Dessay has undergone surgery for nodules on her vocal cords. After a long and beautiful career, it would be no disgrace for her to focus on less demanding repertoire—though it would be a disgrace for her to go on singing as she did last night. Her twitchy, moto perpetuo acting often struck me as larded on, an attempt to compensate for a basic lack of vocal goods. In terms of tonal beauty, musical polish, and engagement with the text, she cannot hold a candle to the supposedly mediocre Ruth Ann Swenson—whom, I take it, we are no longer supposed to like because she’s plump. Oh, well.
The conducting merits no further comment.
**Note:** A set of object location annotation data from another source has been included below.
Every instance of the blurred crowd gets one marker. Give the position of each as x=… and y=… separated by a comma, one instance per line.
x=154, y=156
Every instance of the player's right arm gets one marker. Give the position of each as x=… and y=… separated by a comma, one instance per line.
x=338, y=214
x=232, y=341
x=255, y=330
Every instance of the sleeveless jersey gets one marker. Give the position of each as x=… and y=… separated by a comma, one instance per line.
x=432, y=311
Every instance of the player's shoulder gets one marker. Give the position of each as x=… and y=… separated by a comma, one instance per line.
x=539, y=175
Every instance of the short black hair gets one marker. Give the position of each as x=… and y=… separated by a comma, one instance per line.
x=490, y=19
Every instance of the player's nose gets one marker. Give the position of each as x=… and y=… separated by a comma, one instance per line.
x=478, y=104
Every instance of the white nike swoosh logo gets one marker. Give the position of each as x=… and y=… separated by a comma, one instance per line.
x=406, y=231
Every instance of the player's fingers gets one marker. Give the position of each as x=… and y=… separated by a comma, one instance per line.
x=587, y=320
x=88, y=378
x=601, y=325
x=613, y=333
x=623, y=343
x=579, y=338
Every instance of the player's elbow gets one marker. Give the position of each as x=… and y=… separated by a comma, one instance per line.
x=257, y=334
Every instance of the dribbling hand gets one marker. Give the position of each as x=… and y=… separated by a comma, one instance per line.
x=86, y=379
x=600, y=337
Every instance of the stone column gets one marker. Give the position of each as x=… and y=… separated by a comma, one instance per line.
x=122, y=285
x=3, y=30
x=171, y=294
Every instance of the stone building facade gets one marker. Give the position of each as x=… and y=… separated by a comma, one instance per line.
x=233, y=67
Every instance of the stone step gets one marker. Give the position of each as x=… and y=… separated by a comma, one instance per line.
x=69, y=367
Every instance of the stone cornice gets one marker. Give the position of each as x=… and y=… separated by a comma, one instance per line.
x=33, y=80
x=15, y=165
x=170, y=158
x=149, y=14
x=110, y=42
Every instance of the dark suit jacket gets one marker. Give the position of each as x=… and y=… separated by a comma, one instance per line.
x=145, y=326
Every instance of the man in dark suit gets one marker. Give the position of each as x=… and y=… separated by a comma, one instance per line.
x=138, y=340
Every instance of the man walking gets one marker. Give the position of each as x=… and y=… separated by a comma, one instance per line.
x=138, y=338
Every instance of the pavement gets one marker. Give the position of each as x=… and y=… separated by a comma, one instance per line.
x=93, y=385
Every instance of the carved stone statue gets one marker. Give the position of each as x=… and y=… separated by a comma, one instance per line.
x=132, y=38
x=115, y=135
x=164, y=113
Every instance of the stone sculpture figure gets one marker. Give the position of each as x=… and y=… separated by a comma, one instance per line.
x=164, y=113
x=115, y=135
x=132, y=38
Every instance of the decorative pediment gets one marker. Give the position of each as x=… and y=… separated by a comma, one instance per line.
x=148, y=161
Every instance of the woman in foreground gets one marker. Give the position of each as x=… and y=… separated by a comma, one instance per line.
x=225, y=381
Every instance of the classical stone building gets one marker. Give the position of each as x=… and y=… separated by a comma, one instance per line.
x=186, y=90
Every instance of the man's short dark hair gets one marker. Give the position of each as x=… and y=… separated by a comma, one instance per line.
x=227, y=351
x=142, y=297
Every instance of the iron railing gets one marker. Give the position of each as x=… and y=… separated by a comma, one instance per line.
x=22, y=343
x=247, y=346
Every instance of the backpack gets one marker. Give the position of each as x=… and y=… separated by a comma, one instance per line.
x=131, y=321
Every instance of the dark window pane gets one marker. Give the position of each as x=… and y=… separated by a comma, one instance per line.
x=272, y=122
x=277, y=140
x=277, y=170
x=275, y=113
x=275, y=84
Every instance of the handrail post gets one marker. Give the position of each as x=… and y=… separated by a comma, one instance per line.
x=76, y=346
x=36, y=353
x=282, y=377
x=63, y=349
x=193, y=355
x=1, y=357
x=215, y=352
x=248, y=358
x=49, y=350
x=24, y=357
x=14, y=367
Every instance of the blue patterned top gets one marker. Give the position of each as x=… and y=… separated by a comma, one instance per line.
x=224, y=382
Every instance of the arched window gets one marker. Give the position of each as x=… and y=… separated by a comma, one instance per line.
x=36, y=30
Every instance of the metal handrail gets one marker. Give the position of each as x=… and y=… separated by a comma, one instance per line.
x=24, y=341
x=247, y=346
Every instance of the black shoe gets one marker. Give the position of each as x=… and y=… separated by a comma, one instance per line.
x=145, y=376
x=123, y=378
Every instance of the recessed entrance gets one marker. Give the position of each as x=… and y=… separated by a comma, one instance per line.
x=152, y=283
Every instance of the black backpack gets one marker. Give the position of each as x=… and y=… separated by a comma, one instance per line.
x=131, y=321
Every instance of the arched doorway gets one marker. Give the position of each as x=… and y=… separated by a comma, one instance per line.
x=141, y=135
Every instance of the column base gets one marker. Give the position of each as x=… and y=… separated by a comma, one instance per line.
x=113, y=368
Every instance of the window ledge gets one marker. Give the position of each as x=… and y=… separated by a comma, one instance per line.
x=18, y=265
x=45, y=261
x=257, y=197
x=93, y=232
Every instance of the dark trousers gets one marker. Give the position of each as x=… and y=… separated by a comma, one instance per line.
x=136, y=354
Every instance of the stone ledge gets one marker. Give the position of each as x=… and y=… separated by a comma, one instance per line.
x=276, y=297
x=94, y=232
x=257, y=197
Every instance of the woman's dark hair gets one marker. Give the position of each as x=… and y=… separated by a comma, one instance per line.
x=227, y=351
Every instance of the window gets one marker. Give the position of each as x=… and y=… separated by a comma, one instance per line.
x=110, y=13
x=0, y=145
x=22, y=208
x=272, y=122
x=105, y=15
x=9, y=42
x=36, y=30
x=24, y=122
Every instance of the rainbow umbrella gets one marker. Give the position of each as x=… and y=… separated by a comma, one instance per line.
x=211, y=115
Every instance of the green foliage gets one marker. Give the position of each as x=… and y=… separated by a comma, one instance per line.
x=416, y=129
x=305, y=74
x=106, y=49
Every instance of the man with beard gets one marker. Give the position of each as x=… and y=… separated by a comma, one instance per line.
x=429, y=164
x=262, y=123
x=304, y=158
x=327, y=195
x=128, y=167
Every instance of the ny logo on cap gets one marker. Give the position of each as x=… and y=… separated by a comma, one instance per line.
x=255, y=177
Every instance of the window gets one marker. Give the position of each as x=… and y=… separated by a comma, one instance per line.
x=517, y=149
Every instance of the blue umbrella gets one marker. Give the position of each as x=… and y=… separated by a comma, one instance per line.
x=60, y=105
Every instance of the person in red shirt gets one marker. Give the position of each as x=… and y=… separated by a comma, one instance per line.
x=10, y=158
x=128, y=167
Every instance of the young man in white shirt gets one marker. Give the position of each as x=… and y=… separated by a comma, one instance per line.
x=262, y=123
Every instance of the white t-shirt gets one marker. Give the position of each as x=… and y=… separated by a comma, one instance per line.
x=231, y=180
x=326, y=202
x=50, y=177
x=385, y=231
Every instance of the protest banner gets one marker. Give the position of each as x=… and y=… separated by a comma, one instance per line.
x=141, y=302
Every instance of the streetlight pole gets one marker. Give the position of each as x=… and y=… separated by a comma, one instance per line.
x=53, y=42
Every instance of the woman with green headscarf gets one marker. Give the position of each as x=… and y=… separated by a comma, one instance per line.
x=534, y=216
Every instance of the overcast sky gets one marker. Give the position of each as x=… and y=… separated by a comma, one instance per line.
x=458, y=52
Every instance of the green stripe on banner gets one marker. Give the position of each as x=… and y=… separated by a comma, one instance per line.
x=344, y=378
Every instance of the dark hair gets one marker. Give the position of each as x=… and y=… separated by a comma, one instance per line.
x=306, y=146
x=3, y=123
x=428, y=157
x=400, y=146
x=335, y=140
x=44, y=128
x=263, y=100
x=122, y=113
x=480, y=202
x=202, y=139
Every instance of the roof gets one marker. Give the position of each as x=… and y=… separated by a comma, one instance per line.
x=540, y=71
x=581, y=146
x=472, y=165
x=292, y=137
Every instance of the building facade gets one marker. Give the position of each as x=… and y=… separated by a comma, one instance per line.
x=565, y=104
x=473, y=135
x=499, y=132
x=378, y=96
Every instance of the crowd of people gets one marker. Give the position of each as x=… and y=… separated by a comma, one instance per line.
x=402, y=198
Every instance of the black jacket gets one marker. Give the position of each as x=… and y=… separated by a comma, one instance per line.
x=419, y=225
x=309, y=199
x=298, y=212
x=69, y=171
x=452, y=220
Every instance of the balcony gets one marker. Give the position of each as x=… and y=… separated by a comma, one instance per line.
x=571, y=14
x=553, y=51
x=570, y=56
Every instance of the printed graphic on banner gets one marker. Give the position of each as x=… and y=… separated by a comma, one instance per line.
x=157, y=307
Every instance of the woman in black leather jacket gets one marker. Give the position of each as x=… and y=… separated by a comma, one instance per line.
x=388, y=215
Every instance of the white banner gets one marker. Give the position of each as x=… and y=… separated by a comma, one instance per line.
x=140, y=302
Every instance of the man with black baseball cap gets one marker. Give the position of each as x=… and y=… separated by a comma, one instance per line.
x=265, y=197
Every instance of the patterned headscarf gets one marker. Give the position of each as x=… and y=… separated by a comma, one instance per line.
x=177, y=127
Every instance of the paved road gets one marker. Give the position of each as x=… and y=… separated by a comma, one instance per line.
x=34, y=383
To think that this company once presented Lucia led by Sir Charles Mackerras, in a lovingly prepared edition.
By the way, though I was up late, pounding and twisting my pillow, I still did cardio and weights this morning—before dawn. You will not defeat me. The spirit of Maria watches over me.
Update: I made a few small edits and added one link for clarity. Thanks to all who have linked to and commented on this post. I will acknowledge you tomorrow.
Giordani as Edgardo… Can he possibly top the girly, achingly vulnerable portrayal of Giuseppe Filianoti? And will Don Peppino himself deliver on his promise, given his recent and protracted illness? (He reportedly is well now, in Hamburg rehearsing for his role début as Hoffmann in what sounds like a wild staging.)
Remember, people: In Donizetti’s time, Lucia was considered a tenor’s opera.
Listen soon: The audio file will be available for only a few days.
(Sorry about the bleeding chunk: After a day of fasting and nine hours of davening [plus Friday night’s prayers], I can’t handle basic file editing. I did pray for you all, though—that you be blessed with all good things and stay as sweet as you are.)